Im Wortlaut von Gesine Lötzsch,

Gesine Lötzsch, stellvertretende Vorsitzende der Fraktion DIE LINKE. im Bundestag, analysiert die Vorgänge vor und bei der Wahl des Bundespräsidenten am 30. Juni und antwortet mit sachlichen Argumenten auf die aggressive Legendenbildung bei SPD und Grünen. "In NRW wird sich zeigen, ob SPD und Grüne aus der gestrigen Niederlage etwas gelernt haben", so Lötzsch.

Wer sind die Gewinner des gestrigen Tages?

Gesine Lötzsch: Luc Jochimsen hat mit einem großartigen Ergebnis überzeugt. Sie hat sogar mehr Stimmen bekommen, als wir Wahlfrauen und Wahlmänner haben. Das zeigt, dass unsere Kandidatin auch aus den anderen Lagern unterstützt wurde. Ich hatte bereits vor der Wahl meine Erwartung geäußert, dass Sozialdemokraten und Grüne, die gegen den Afghanistan-Krieg und gegen Hartz IV sind, Luc wählen müssten. Denn die beiden anderen Kandidaten unterstützen den Krieg und den Sozialabbau in unserem Land. Gewonnen hat auch unsere Partei. Es ist Sigmar Gabriel und Jürgen Trittin nicht gelungen, einen Keil in unsere Delegation zu treiben.

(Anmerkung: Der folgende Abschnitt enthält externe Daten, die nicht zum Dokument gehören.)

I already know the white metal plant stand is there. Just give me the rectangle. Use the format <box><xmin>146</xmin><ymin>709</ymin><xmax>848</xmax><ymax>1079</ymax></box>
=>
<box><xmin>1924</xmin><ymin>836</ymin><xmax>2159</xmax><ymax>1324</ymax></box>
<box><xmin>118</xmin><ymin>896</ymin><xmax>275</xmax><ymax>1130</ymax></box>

Wer sind die Verlierer des gestrigen Tages?

Es gibt viele Verlierer. Die Kanzlerin und der Außenminister wurden von ihren eigenen Leuten abgestraft. Die Regierung konnte erst im dritten Wahlgang ihren Kandidaten Wulff in das Amt wählen. Damit sind die Regierung und der Bundespräsident beschädigt. Es ist nicht gut für die Demokratie, wenn die Wahl des Bundespräsidenten genutzt wird, um Denkzettel zu verteilen. Aber auch SPD und Grüne gehören zu den Verlierern. Sie haben der Koalition mit Gauck ein konservatives Angebot gemacht und hatten die Hoffnung, dass sie so die Kanzlerin in Bedrängnis bringen oder sogar stürzen könnten. Gabriel hat sich verzockt. Als er merkte, dass die Kanzlerin ihm die kalte Schulter zeigte, weil das Angebot wohl doch nicht verlockend genug war, wollte er plötzlich unsere Stimmen haben. Doch wir haben immer gesagt, dass Joachim Gauck für uns kein wählbarer Kandidat ist. Einen Plan B hatte Sigmar Gabriel nicht.

Hätte DIE LINKE nicht über ihren Schatten springen können, um Wulff zu verhindern?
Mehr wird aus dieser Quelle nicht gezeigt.